Profit after tax rocketed to $5.22 billion (3.79 billion euros) in the three months to September 30 compared with $3.15 billion in the third quarter of 2010, HSBC said in a statement.

However underlying pretax profits slid 35 percent to $3.0 billion as revenues dropped and the bank's bad loans rose in the United States.

"The (banking) sector faces significant headwinds," HSBC chief executive Stuart Gulliver said in the statement.

"The continuing macroeconomic, regulatory and political uncertainty, particularly in Europe, adversely affected our industry's performance in the quarter (...) Against this backdrop, HSBC remains resilient, with a strong balance sheet and robust liquidity," he added.

HSBC said that its exposure to the debt of Greece, Ireland, Italy, Portugal and Spain stood at $5.5 billion at the end of the third quarter, down from $8.2 billion on June 30.

HSBC is undergoing major changes under Gulliver, who became chief executive in January.

He plans to axe 30,000 posts by 2013 and create another 15,000 jobs in emerging markets over roughly the same period.
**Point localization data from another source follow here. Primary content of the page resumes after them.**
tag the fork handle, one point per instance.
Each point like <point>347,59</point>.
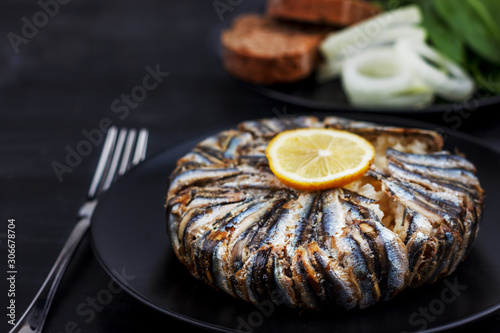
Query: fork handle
<point>34,317</point>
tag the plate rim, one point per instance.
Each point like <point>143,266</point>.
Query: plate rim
<point>172,144</point>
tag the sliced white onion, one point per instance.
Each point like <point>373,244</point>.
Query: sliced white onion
<point>362,34</point>
<point>332,67</point>
<point>378,78</point>
<point>449,82</point>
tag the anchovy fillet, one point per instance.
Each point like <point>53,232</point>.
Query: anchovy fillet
<point>239,229</point>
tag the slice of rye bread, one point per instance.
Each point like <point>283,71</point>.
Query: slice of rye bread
<point>261,50</point>
<point>335,12</point>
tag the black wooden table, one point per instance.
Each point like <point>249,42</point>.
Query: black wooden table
<point>61,74</point>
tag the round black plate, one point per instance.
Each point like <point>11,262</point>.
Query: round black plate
<point>129,237</point>
<point>328,96</point>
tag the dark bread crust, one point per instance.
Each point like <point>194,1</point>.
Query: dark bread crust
<point>335,12</point>
<point>260,50</point>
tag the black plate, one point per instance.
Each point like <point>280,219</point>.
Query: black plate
<point>129,235</point>
<point>328,96</point>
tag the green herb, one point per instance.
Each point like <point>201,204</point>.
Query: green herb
<point>465,31</point>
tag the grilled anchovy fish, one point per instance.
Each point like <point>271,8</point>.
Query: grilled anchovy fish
<point>239,229</point>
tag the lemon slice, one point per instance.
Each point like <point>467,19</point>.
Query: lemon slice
<point>316,159</point>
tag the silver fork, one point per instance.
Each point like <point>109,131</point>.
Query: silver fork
<point>121,150</point>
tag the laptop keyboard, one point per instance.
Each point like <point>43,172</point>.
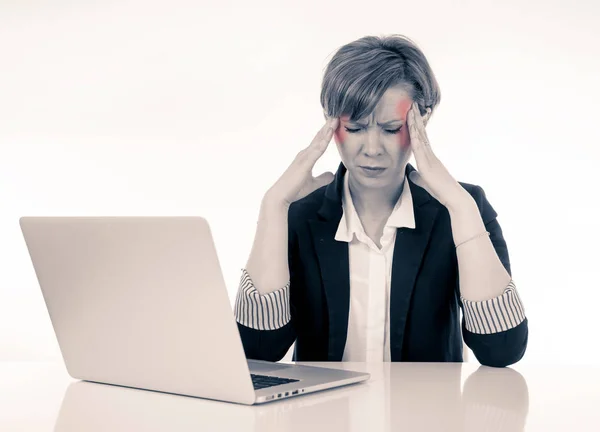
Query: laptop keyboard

It forms part of plans to save $2.5-3.5 billion in costs by 2013.

HSBC also recently agreed to sell its US credit card and retail services business to Capital One Financial Corp. in a deal worth $32.7 billion.

HSBC, founded in Hong Kong and Shanghai in 1865, sees Asia as its most important region although it remains headquartered in London. More than a third of its current workforce of about 300,000 are based in Asia.